Posted by: Appreciative Reader | August 19, 2022 at 05:50 AM
[“In the same way, it is the philosophy of the Tao that we are all falling off a tree, at every moment of our lives. As a matter of fact, the moment we were born we were kicked off a precipice and we are falling, and there is nothing that can stop it.”]
The saying ‘going with the flow’ came to mind on reading this and I believe there is a lot of sense in a middle way between ‘Not too tense.’ Not too rigid.’ But then I thought how fortunate I am to have the kind of life situation where I am able to steer a course between such extremes.
I can imagine many an infant at the start of life and ‘free falling’ from their tree, suddenly being grabbed by other, equally falling individuals, who hi-jacks them into some belief system that hangs a heavy conceptual construct on how to think and how to live. I am thinking of children who are born into cultures which impose rigid belief systems onto them that they unwittingly accept and which govern the rest of their lives. They grow up clinging to these ideas and have little chance of throwing them off and living the relaxed life.
In fact, even those who have not been indoctrinated into a particular belief system, their early life situation can cause them to grab onto any number of things to protect (or even prevent) them in their falling – such as wealth, position, family, projects, organisations etc. All of which could obviate the ideal ‘middle way.’

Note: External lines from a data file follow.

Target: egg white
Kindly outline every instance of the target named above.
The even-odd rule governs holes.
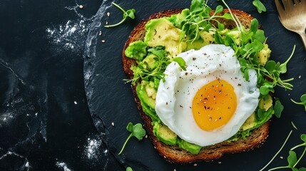
[[[250,69],[249,81],[246,81],[234,53],[224,45],[208,45],[178,56],[186,62],[187,71],[175,62],[167,67],[165,81],[160,81],[158,89],[155,111],[161,121],[183,140],[200,146],[226,140],[256,109],[260,95],[256,72]],[[217,79],[225,80],[234,87],[237,108],[225,125],[205,131],[193,118],[193,100],[200,88]]]

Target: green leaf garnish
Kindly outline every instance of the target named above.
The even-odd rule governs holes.
[[[119,154],[123,151],[124,147],[126,147],[126,142],[131,137],[136,137],[138,140],[141,140],[146,135],[146,130],[143,128],[143,125],[141,123],[137,123],[133,125],[132,123],[129,123],[126,126],[126,130],[131,132],[130,135],[126,139],[126,142],[123,144],[123,146],[121,148],[121,150],[119,152]]]
[[[282,147],[280,147],[280,150],[275,153],[275,155],[272,157],[272,159],[265,165],[262,169],[260,169],[259,171],[264,170],[273,161],[273,160],[276,157],[276,156],[278,155],[278,154],[282,151],[282,148],[284,147],[285,145],[287,143],[287,141],[289,140],[289,138],[290,137],[291,134],[292,133],[292,130],[290,130],[288,135],[286,138],[286,140],[285,140],[284,143],[282,143]]]
[[[304,105],[305,108],[305,110],[306,111],[306,94],[303,94],[301,95],[300,100],[301,100],[301,102],[296,102],[296,101],[293,100],[292,99],[291,99],[291,101],[292,101],[295,104]]]
[[[253,4],[257,8],[259,13],[261,14],[262,11],[265,12],[267,11],[265,5],[260,0],[254,0]]]
[[[292,130],[290,131],[290,135],[291,134],[292,132]],[[288,135],[287,138],[286,139],[285,142],[287,142],[288,138],[289,138],[289,135]],[[293,147],[289,151],[289,155],[287,158],[287,161],[288,162],[288,165],[287,166],[280,166],[280,167],[274,167],[274,168],[270,169],[268,171],[275,170],[279,170],[279,169],[285,169],[285,168],[291,169],[293,171],[305,170],[305,169],[306,169],[305,167],[300,167],[300,168],[296,167],[297,165],[300,162],[300,161],[302,160],[302,157],[304,156],[304,155],[306,152],[306,134],[302,134],[300,136],[300,139],[302,140],[302,141],[303,141],[303,142]],[[285,145],[285,143],[283,144],[283,145],[280,149],[280,150],[277,152],[276,155],[277,155],[280,152],[280,150],[282,149],[284,145]],[[295,150],[296,148],[300,147],[304,147],[304,150],[303,150],[302,153],[301,154],[301,155],[300,156],[300,157],[297,159],[297,154],[293,150]],[[276,155],[275,156],[276,156]],[[274,159],[274,157],[272,159]],[[272,160],[270,162],[269,162],[269,163],[267,165],[266,165],[262,169],[261,169],[260,171],[263,170],[265,167],[267,167],[267,166],[271,162],[272,162]]]
[[[111,4],[122,11],[122,12],[123,13],[123,19],[117,24],[112,24],[112,25],[106,25],[106,26],[104,26],[104,27],[109,28],[109,27],[117,26],[121,24],[122,23],[123,23],[123,21],[126,21],[128,18],[131,18],[131,19],[135,19],[136,11],[134,9],[128,9],[128,10],[126,11],[123,8],[121,8],[121,6],[118,5],[117,4],[116,4],[114,2],[112,2]]]
[[[275,105],[274,105],[274,115],[275,115],[276,118],[280,118],[282,110],[284,110],[284,106],[282,105],[280,100],[276,100]]]

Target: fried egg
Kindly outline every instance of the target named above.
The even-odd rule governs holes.
[[[207,146],[234,135],[258,105],[255,71],[245,81],[234,51],[208,45],[179,54],[186,71],[170,63],[156,95],[161,121],[183,140]]]

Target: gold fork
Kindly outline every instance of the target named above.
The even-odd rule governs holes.
[[[275,0],[282,26],[302,38],[306,50],[306,0]]]

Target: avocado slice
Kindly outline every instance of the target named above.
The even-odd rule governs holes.
[[[198,154],[200,150],[202,149],[201,146],[188,142],[181,139],[178,140],[178,144],[180,147],[186,150],[193,155]]]
[[[167,145],[175,145],[178,135],[169,129],[166,125],[155,123],[153,133],[159,140]]]
[[[165,18],[150,20],[146,24],[146,30],[144,42],[148,46],[164,46],[172,57],[176,56],[186,48],[186,43],[180,41],[183,31]]]
[[[271,95],[267,94],[259,100],[258,107],[263,109],[265,111],[267,111],[272,105],[272,103],[273,100],[272,99]]]

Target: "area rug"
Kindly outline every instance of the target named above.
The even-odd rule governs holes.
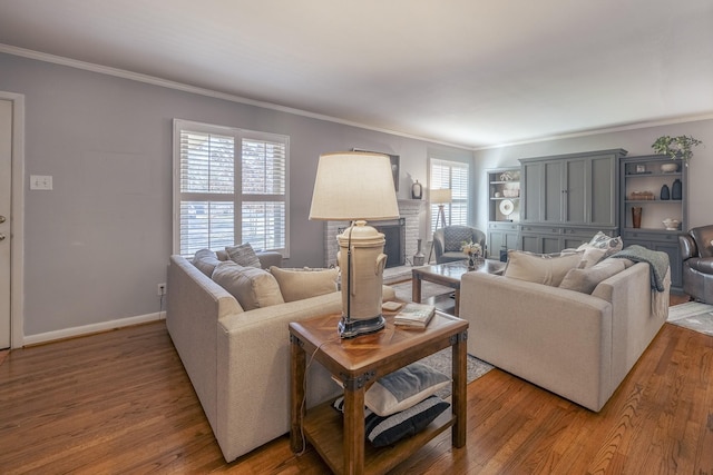
[[[713,336],[713,305],[687,301],[668,308],[670,324]]]
[[[424,365],[430,366],[431,368],[437,369],[450,376],[452,374],[451,373],[451,369],[452,369],[451,355],[452,355],[452,349],[445,348],[438,353],[427,356],[426,358],[421,359],[420,363],[423,363]],[[473,380],[478,379],[480,376],[485,375],[490,369],[492,369],[491,365],[487,364],[486,362],[481,362],[480,359],[471,355],[468,355],[468,360],[466,365],[468,367],[467,384],[472,383]],[[443,399],[447,398],[451,394],[450,385],[446,386],[437,394]]]

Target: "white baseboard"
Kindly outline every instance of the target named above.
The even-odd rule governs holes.
[[[138,315],[136,317],[117,318],[116,320],[101,321],[98,324],[85,325],[81,327],[64,328],[61,330],[47,331],[37,335],[26,335],[22,346],[38,345],[42,343],[55,342],[58,339],[74,338],[84,335],[90,335],[99,331],[113,330],[116,328],[128,327],[131,325],[146,324],[149,321],[158,321],[166,318],[165,311],[154,314]]]

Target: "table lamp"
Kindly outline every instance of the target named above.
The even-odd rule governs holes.
[[[367,220],[399,218],[391,160],[372,152],[344,151],[320,156],[310,219],[351,221],[339,236],[338,261],[342,274],[342,338],[379,331],[384,235]]]

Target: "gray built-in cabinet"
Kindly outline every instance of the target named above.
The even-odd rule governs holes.
[[[667,167],[673,167],[674,170],[666,171]],[[621,232],[624,246],[637,244],[666,253],[671,263],[671,288],[682,291],[678,235],[688,229],[688,168],[680,160],[673,161],[664,155],[626,157],[619,161],[619,176]],[[664,187],[665,191],[662,194]],[[633,208],[641,208],[638,227],[634,227]],[[678,224],[666,229],[666,219],[675,219]]]
[[[599,150],[520,159],[519,248],[557,253],[618,232],[619,159]]]

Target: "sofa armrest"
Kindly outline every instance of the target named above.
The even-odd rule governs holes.
[[[611,380],[612,304],[587,294],[485,273],[461,281],[468,353],[599,410]]]

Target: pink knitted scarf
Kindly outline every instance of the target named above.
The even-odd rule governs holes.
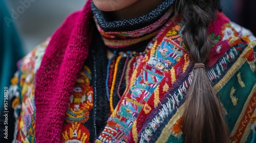
[[[54,34],[36,75],[37,142],[59,142],[77,76],[89,53],[91,0],[70,16]]]

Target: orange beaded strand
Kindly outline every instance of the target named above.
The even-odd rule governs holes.
[[[115,84],[116,83],[116,75],[117,74],[117,70],[118,69],[118,63],[121,60],[122,56],[119,56],[117,57],[116,64],[115,65],[115,69],[114,73],[114,78],[112,82],[112,86],[111,86],[111,89],[110,90],[110,110],[111,113],[114,111],[114,107],[113,105],[113,95],[114,94],[114,88],[115,88]]]

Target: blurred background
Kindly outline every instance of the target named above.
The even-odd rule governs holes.
[[[22,6],[21,2],[26,1],[0,1],[6,2],[11,14],[13,13],[13,10],[17,11],[19,6]],[[50,36],[68,15],[82,8],[86,2],[86,0],[30,1],[33,2],[30,3],[29,7],[25,8],[24,12],[19,14],[18,18],[14,21],[21,37],[25,54]],[[240,21],[243,20],[238,17],[239,13],[242,13],[243,10],[248,12],[248,9],[243,9],[243,5],[247,5],[248,8],[252,5],[256,8],[256,4],[252,5],[253,2],[250,4],[248,2],[249,1],[256,2],[255,0],[222,0],[223,12],[231,20],[244,24],[244,27],[248,26],[245,22],[245,23],[241,22]]]
[[[26,1],[0,1],[6,2],[11,14],[14,13],[12,10],[17,12],[19,7],[23,6],[21,2]],[[30,0],[29,2],[30,2],[30,6],[25,7],[23,13],[19,14],[19,16],[14,21],[25,54],[50,36],[70,13],[82,8],[86,0]]]

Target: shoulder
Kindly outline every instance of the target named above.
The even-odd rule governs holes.
[[[50,40],[50,38],[46,39],[18,62],[18,70],[22,75],[36,73]]]

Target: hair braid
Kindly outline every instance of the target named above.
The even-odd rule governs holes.
[[[195,63],[205,64],[211,47],[207,33],[220,0],[177,0],[176,14],[185,22],[183,40]],[[228,131],[221,106],[204,68],[195,69],[187,93],[182,131],[185,142],[227,142]]]

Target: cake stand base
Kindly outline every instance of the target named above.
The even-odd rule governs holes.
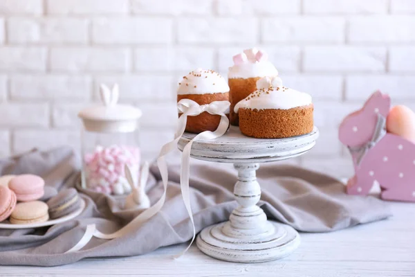
[[[245,136],[231,126],[224,136],[210,141],[195,141],[191,157],[204,161],[232,163],[238,171],[234,195],[238,206],[229,221],[202,230],[196,244],[204,253],[219,260],[237,262],[261,262],[277,260],[291,253],[299,245],[298,233],[292,227],[267,220],[257,205],[261,187],[256,171],[260,163],[281,161],[299,156],[315,144],[318,130],[310,134],[281,139],[261,139]],[[194,137],[185,134],[181,138],[181,150]]]
[[[292,227],[268,220],[265,233],[259,237],[228,236],[224,229],[232,228],[226,222],[204,229],[198,235],[199,249],[212,258],[236,262],[261,262],[290,254],[300,243]]]

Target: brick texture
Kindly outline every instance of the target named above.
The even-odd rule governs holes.
[[[348,177],[343,118],[376,89],[415,109],[414,17],[414,0],[0,0],[0,157],[79,149],[77,112],[117,82],[143,111],[137,140],[154,159],[173,137],[182,76],[226,77],[257,46],[315,104],[320,138],[288,162]]]

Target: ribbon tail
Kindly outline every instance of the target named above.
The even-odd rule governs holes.
[[[190,204],[190,189],[189,185],[189,179],[190,177],[190,153],[192,150],[192,145],[194,141],[203,139],[214,139],[223,136],[226,132],[228,127],[229,127],[229,119],[228,119],[226,115],[223,113],[219,114],[219,115],[221,116],[221,121],[219,122],[219,125],[214,132],[205,131],[199,134],[194,138],[193,138],[192,140],[189,141],[189,143],[183,148],[180,174],[180,186],[183,202],[185,204],[185,206],[186,207],[186,211],[187,211],[187,214],[190,218],[190,222],[192,222],[192,226],[193,227],[193,235],[189,245],[187,245],[186,249],[181,253],[175,256],[175,258],[180,258],[185,253],[186,253],[196,238],[196,228],[194,226],[194,220],[193,218],[193,213],[192,212],[192,207]]]

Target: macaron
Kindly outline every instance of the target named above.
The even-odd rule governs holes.
[[[73,188],[66,188],[50,198],[47,204],[49,207],[49,215],[54,220],[73,213],[81,207],[81,197]]]
[[[32,174],[18,175],[9,181],[8,186],[21,202],[37,200],[44,194],[45,181]]]
[[[8,182],[16,175],[3,175],[0,177],[0,186],[8,186]]]
[[[16,205],[10,221],[13,224],[28,224],[44,222],[48,219],[48,205],[40,201],[32,201]]]
[[[0,186],[0,222],[7,220],[16,207],[16,195],[7,186]]]

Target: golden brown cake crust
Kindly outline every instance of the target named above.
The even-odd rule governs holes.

It is apparent that life, being precarious, practically invites us to embrace extremes that prevents ‘free’ falling – with the illusion of either not falling or of landing safely. The question is, how is a mind shackled to extremes, able to see this and drop the baggage in order to ‘fall’ (and perhaps land) naturally?
Posted by: Ron E. | August 20, 2022 at 07:14 AM
Age is just the process of change happening.
You could live your entire life as the most honest, kindest and compassionate person on the entire planet and you will still experience the natural effects of the aging process.
How you come into relationship to those natural effects will define whether you grow old as the perpetual worrier or you adapt to the changes with an acceptance that allows the mind to be at peace.
The aging process is not a punishment imposed by a figment of the imagination.
The punishment is imposed by our own minds that cannot accept its actuality.
Of course, there are many things we can do throughout our lives to make the aging process perhaps more comfortable, but the likelihood is that we’ve been so busy doing other things that our minds forget the process exists and we only get reminded once a year when we attach ourselves to a new number.
Then it seems that all of a sudden, bits of us start slowing down, wearing out or falling off and we don’t like it.
We get a stark reminder of the inevitability of death and how time might be running out and we don’t like that either.
The root cause of the worrying mind will always be found in not wanting our current experience to be as it is.
Age is just a number we become attached to.
Like every other human experience, age is a state of mind.
The secret to a contented life is to embrace the change.
Therefore, grow old disgracefully ....................
Let grey be the new black.
You’ve earned the right to be old. Throw away the beige and grey clothes and get some color back into your life.